Browsing Green Goats started out about five years ago, renting out goats to a golf course for grounds keeping.
“We have about 40 goats at the moment, 30 to 35 are here at this cemetery,” said Jacqueline Bowen, 15, who runs Browsing Green Goats with her mother, Mary Bowen.
She said one of the advantages of using goats to clear the brush is that their stomachs are able to break down the seeds of the invasive plants they eat.
Historic Congressional Cemetery is the only place where someone can be interred in a site that was part of L’Enfant’s 18th century design for city. Despite it’s long history in the Nation’s Capital, it’s not as well known as some of the other local landmarks.
“We’re sometimes forgotten in the D.C. tourist guidebooks,” Maloy said. “But we think of ourselves as the first national cemetery. Congressional Cemetery was founded in 1807. Within the first few months of it being established, congressmen and senators started to be buried here, hence the name.”
Significant individuals buried at the cemetery include Civil War photographer Matthew Brady, rewound conductor John Philip Sousa and former FBI Director J. Edgar Hoover.
“We really like that when we have these kind of high-profile things, like the goats, that people come out and see them, but also realize this is a really important part of the history of D.C.,” she said.
Aside from Hoover and members of Congress, the cemetery, which is privately owned, has served as the final resting place of many civil servants over the years.
“We’re very closely associated with government from our start, basically, because of our proximity to the Capitol,” Maloy said. “Back then, the transportation was awful. Embalming was basically unheard of, so they decided to start putting their remains here. That tradition continued to the end of the 19th century, but we enjoy close ties, obviously, with Capitol Hill today.”

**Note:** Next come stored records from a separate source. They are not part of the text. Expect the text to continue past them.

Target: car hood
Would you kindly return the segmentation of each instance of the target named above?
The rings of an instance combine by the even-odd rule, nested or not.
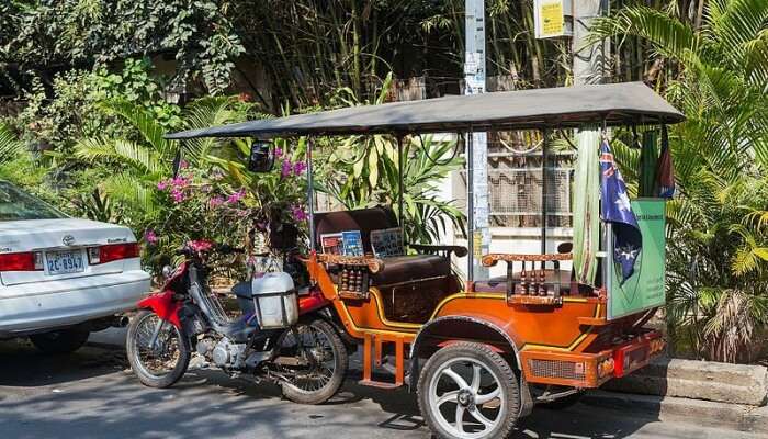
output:
[[[65,236],[71,241],[63,241]],[[0,251],[29,251],[33,248],[132,243],[129,228],[80,218],[25,219],[0,222]]]

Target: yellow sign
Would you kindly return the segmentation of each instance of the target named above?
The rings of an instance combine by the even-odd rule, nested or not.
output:
[[[563,0],[540,0],[537,7],[537,37],[550,38],[563,35],[565,25]]]
[[[472,236],[472,250],[475,259],[483,257],[483,233],[479,230],[475,230]]]

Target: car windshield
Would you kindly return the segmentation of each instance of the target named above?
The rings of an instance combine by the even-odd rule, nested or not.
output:
[[[0,181],[0,221],[64,218],[61,212],[15,185]]]

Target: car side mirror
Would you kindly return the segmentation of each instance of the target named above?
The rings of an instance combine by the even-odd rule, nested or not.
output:
[[[274,167],[274,150],[269,142],[253,142],[248,156],[248,170],[264,173]]]

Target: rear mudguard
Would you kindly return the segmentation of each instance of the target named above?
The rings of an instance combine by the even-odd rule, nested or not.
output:
[[[179,329],[181,329],[181,322],[179,320],[181,305],[181,302],[173,300],[173,292],[170,290],[150,294],[138,303],[139,308],[151,309],[158,317],[170,322]]]

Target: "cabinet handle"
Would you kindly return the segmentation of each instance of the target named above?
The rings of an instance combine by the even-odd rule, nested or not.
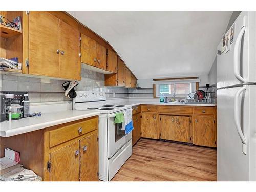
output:
[[[82,127],[79,127],[78,128],[78,133],[82,133]]]
[[[86,145],[83,146],[83,147],[82,147],[82,150],[84,152],[85,152],[87,150],[87,146]]]

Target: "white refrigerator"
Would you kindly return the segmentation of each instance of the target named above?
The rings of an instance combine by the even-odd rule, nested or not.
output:
[[[242,12],[230,50],[218,47],[218,181],[256,181],[255,27],[256,13]]]

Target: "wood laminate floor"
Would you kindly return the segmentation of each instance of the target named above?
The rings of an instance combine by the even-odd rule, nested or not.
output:
[[[216,181],[217,151],[141,139],[112,181]]]

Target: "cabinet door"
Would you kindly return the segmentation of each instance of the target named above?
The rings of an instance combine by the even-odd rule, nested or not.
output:
[[[132,131],[133,145],[140,138],[140,113],[133,115],[134,130]]]
[[[79,61],[79,32],[60,21],[59,49],[59,77],[80,80]]]
[[[193,144],[215,147],[215,122],[212,116],[195,115]]]
[[[125,86],[131,87],[131,71],[125,67]]]
[[[134,75],[131,74],[131,87],[135,88],[136,87],[137,80]]]
[[[79,180],[79,150],[77,141],[50,154],[50,181]]]
[[[106,70],[106,48],[98,42],[96,43],[96,66]]]
[[[119,57],[117,58],[117,85],[125,86],[125,65]]]
[[[96,41],[81,33],[81,62],[94,66],[96,54]]]
[[[190,142],[189,117],[160,115],[160,138],[173,141]]]
[[[98,131],[94,131],[80,140],[80,179],[82,181],[98,181]]]
[[[117,55],[116,53],[108,49],[107,68],[109,71],[117,73]]]
[[[46,11],[30,11],[29,74],[59,77],[59,19]]]
[[[142,113],[141,136],[152,139],[159,139],[157,129],[157,114]]]

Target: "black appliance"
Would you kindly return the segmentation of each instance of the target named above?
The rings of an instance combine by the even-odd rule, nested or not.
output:
[[[0,122],[6,120],[5,112],[5,96],[0,94]]]

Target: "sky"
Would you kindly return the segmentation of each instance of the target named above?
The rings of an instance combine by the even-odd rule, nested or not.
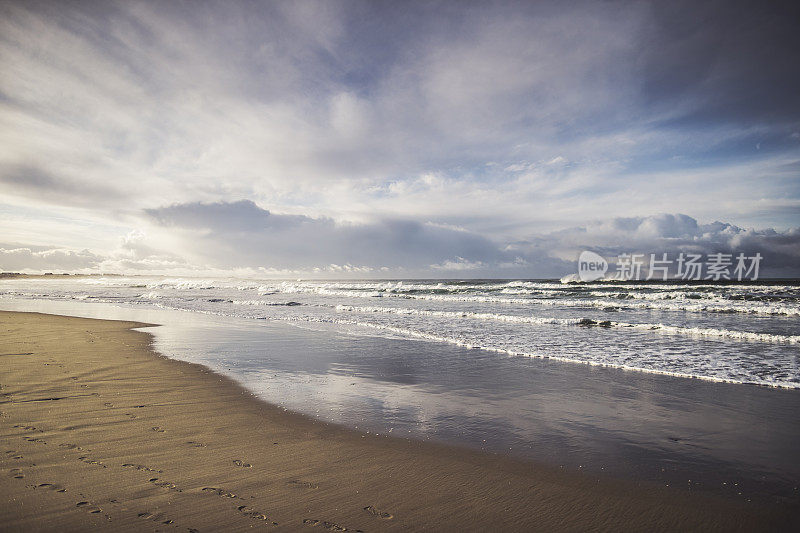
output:
[[[800,276],[796,2],[0,0],[0,270]]]

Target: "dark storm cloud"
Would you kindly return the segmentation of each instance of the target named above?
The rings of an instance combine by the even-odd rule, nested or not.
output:
[[[102,234],[113,259],[141,230],[114,256],[131,269],[181,263],[166,250],[527,277],[603,246],[587,220],[717,242],[652,216],[686,212],[788,264],[797,20],[716,0],[0,3],[6,240]]]
[[[312,269],[330,263],[380,269],[428,269],[452,261],[485,263],[513,256],[464,231],[404,220],[337,224],[281,215],[251,201],[178,204],[146,210],[159,225],[187,235],[191,253],[217,267]]]
[[[800,4],[715,0],[650,7],[640,36],[644,94],[662,109],[693,102],[674,125],[797,126]]]

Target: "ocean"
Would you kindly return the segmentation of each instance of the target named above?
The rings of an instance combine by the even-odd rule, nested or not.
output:
[[[358,431],[800,505],[800,284],[0,280]],[[202,416],[202,413],[198,413]]]
[[[800,388],[800,284],[557,280],[7,280],[0,296],[154,306],[424,339],[711,381]]]

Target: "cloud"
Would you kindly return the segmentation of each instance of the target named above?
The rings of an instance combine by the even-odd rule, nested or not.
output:
[[[518,258],[557,272],[562,256],[530,243],[565,247],[545,236],[609,216],[785,233],[800,208],[796,13],[2,3],[0,222],[22,247],[125,268],[178,268],[158,252],[174,249],[197,267],[467,272],[462,258],[475,275],[523,274]],[[648,224],[634,237],[683,231]],[[133,257],[116,239],[138,228],[152,253]]]
[[[67,271],[93,270],[101,258],[88,250],[72,251],[49,249],[33,251],[30,248],[0,248],[0,271]]]
[[[308,271],[333,264],[357,265],[362,272],[380,272],[382,267],[421,272],[431,264],[463,270],[463,258],[491,265],[513,260],[479,235],[415,221],[337,223],[274,214],[249,200],[176,204],[146,213],[159,227],[179,231],[192,257],[218,268]]]
[[[0,248],[0,269],[130,274],[346,277],[560,278],[583,250],[611,263],[621,254],[760,253],[762,277],[800,276],[800,228],[701,224],[688,215],[597,220],[530,239],[502,242],[458,228],[381,220],[341,224],[271,213],[253,202],[176,204],[149,209],[147,234],[134,231],[106,255],[47,247]]]
[[[613,218],[573,227],[546,236],[560,257],[577,258],[586,249],[614,260],[620,254],[667,253],[676,259],[681,252],[723,253],[747,257],[762,255],[762,275],[796,277],[800,275],[800,227],[777,231],[740,228],[726,222],[699,224],[683,214]],[[539,244],[541,246],[541,244]]]

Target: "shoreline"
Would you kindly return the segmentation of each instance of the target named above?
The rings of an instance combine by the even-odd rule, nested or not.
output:
[[[0,312],[6,528],[753,530],[793,518],[286,412],[154,352],[131,329],[145,325]]]

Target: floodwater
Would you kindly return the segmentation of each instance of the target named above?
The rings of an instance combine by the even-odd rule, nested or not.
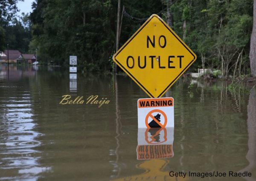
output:
[[[175,128],[138,130],[137,101],[148,97],[128,76],[1,65],[0,180],[256,180],[256,89],[227,84],[180,79],[166,95]],[[60,105],[66,95],[84,102]],[[92,95],[105,103],[87,104]],[[150,146],[151,135],[164,143]]]

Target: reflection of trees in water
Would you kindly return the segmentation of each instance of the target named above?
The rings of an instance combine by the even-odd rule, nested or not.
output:
[[[240,172],[247,171],[252,173],[252,177],[246,178],[247,181],[256,180],[256,88],[250,91],[249,102],[247,107],[247,125],[248,129],[248,150],[246,158],[249,161],[249,165]]]

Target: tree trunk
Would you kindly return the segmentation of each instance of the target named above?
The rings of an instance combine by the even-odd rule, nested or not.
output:
[[[250,93],[249,102],[247,106],[247,127],[248,130],[248,152],[246,158],[249,162],[247,167],[238,172],[247,171],[252,173],[250,177],[244,178],[247,181],[255,181],[255,167],[256,166],[256,88],[253,88]]]
[[[250,62],[251,74],[256,76],[256,0],[253,0],[253,23],[250,40]]]
[[[186,20],[184,20],[183,22],[183,40],[185,40],[186,39]]]
[[[172,14],[171,12],[171,10],[170,9],[170,8],[172,5],[172,0],[167,0],[167,25],[170,27],[172,27],[173,26]]]

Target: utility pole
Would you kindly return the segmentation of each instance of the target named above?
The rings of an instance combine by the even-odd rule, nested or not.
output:
[[[35,61],[37,62],[37,48],[35,49]]]
[[[119,38],[120,36],[120,11],[121,11],[121,0],[118,0],[118,5],[117,8],[117,22],[116,25],[116,52],[119,48]],[[116,64],[115,64],[115,74],[116,74],[117,67]]]
[[[7,43],[7,64],[8,65],[8,72],[9,72],[9,44]]]

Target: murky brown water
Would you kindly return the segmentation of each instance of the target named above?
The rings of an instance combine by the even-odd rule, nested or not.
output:
[[[175,127],[159,132],[166,131],[167,151],[148,152],[150,159],[138,142],[155,133],[137,129],[137,100],[147,96],[128,77],[78,75],[76,82],[67,72],[10,67],[8,74],[0,67],[0,179],[197,181],[189,171],[241,171],[253,176],[202,180],[256,180],[255,88],[179,80],[166,95],[175,99]],[[110,103],[59,105],[67,94]]]

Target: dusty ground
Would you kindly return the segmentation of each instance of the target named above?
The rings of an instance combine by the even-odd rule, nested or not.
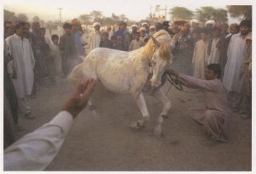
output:
[[[169,84],[164,87],[167,91]],[[34,120],[20,119],[25,128],[20,136],[49,121],[71,91],[63,80],[41,87],[31,99]],[[97,85],[93,94],[100,116],[85,108],[76,119],[58,155],[47,171],[251,171],[252,122],[233,115],[232,141],[214,147],[204,145],[201,125],[189,115],[190,107],[202,105],[199,92],[185,89],[168,93],[172,108],[163,125],[164,136],[153,135],[162,105],[148,96],[151,119],[146,128],[134,131],[130,123],[140,119],[139,110],[130,96],[110,93]]]
[[[174,61],[172,67],[188,72],[189,68],[184,68],[188,65]],[[164,86],[165,92],[169,86]],[[41,87],[37,97],[30,101],[37,119],[20,117],[20,125],[25,130],[20,131],[20,136],[49,121],[71,90],[66,80]],[[144,130],[134,131],[130,124],[141,119],[141,114],[132,97],[110,93],[98,84],[93,98],[99,115],[88,108],[79,115],[46,171],[251,171],[252,119],[234,114],[232,141],[206,146],[202,126],[189,116],[189,107],[203,105],[201,94],[172,87],[167,96],[172,107],[163,125],[164,136],[156,138],[153,129],[161,103],[152,96],[146,97],[150,122]]]

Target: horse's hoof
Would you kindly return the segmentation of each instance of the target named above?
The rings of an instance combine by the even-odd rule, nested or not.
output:
[[[160,128],[154,128],[154,135],[156,136],[156,137],[161,137],[161,136],[163,136],[161,129],[160,129]]]
[[[131,128],[134,130],[138,130],[144,128],[144,125],[142,125],[140,122],[137,121],[131,124]]]

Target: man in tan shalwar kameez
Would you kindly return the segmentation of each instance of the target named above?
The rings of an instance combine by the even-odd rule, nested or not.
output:
[[[212,145],[218,142],[228,142],[231,110],[224,85],[219,80],[220,66],[208,65],[205,72],[206,79],[180,74],[173,70],[167,70],[167,72],[177,76],[182,83],[189,88],[202,90],[205,108],[190,109],[190,111],[192,119],[203,125],[209,136],[210,139],[207,143]]]

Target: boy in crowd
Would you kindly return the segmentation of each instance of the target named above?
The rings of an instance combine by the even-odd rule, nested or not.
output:
[[[205,78],[206,61],[207,58],[207,30],[201,29],[200,32],[201,40],[197,41],[194,49],[192,58],[192,67],[194,67],[194,77],[202,78]]]
[[[100,47],[108,48],[108,49],[112,48],[112,44],[111,41],[108,39],[108,32],[102,33],[102,40],[101,40]]]
[[[61,55],[59,49],[59,36],[56,34],[51,35],[51,41],[52,44],[50,44],[50,56],[53,58],[54,61],[54,67],[55,67],[55,74],[56,77],[56,80],[60,80],[62,71],[61,71]]]
[[[204,93],[205,108],[190,109],[192,119],[203,125],[209,139],[207,144],[212,146],[230,139],[229,127],[231,121],[231,109],[225,95],[225,90],[219,78],[219,64],[207,67],[205,78],[177,73],[174,70],[166,70],[167,73],[179,78],[181,82],[189,87],[201,89]]]
[[[143,47],[144,43],[140,40],[140,33],[139,32],[135,32],[134,33],[134,39],[131,41],[129,46],[129,51],[137,49],[141,47]]]

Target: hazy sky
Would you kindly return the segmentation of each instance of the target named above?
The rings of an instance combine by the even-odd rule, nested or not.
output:
[[[3,0],[3,8],[11,11],[26,13],[29,17],[38,15],[44,20],[59,20],[58,8],[62,8],[62,20],[90,14],[92,10],[102,11],[104,16],[125,14],[130,20],[140,20],[148,16],[150,5],[155,5],[167,12],[175,6],[182,6],[195,10],[202,6],[224,9],[226,5],[253,4],[251,0]],[[164,11],[161,11],[164,14]],[[168,17],[170,15],[167,15]],[[167,19],[169,20],[169,19]]]

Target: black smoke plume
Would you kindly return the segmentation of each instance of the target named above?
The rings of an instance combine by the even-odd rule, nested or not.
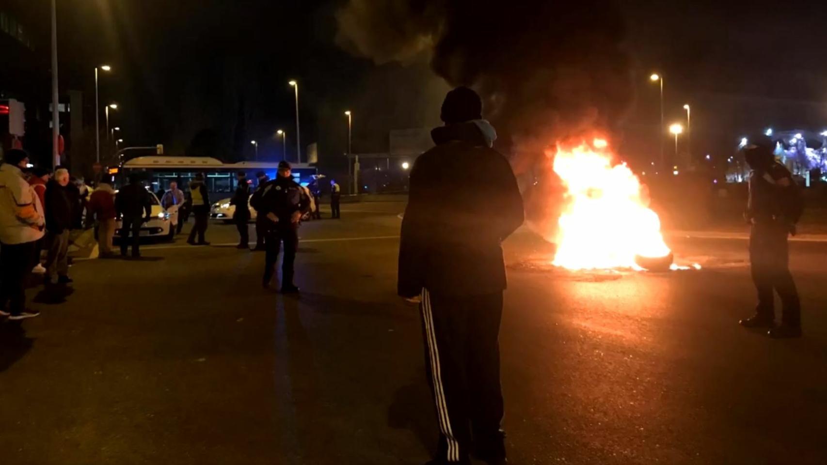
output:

Maloy is also the director of the Association for the Preservation of Historic Congressional Cemetery, which raises money through its various programs to help preserve the cemetery.
“A lot of people know us for the K9 Corps,” she said. “It’s our dog-walking membership program. So, people pay to walk their dogs off-leash here. It is a donation, which goes back into cemetery. Most days if you come here, you’ll see dogs running all over, enjoying the grounds as well.”
The goats will be at the cemetery for the next few weeks. Admission is free and the property is open to the public from dawn to dusk.
“They’re going to be here for the next few weeks,” Maloy said. “So please come in. Grab a program. Come see the goats, but also come back please.”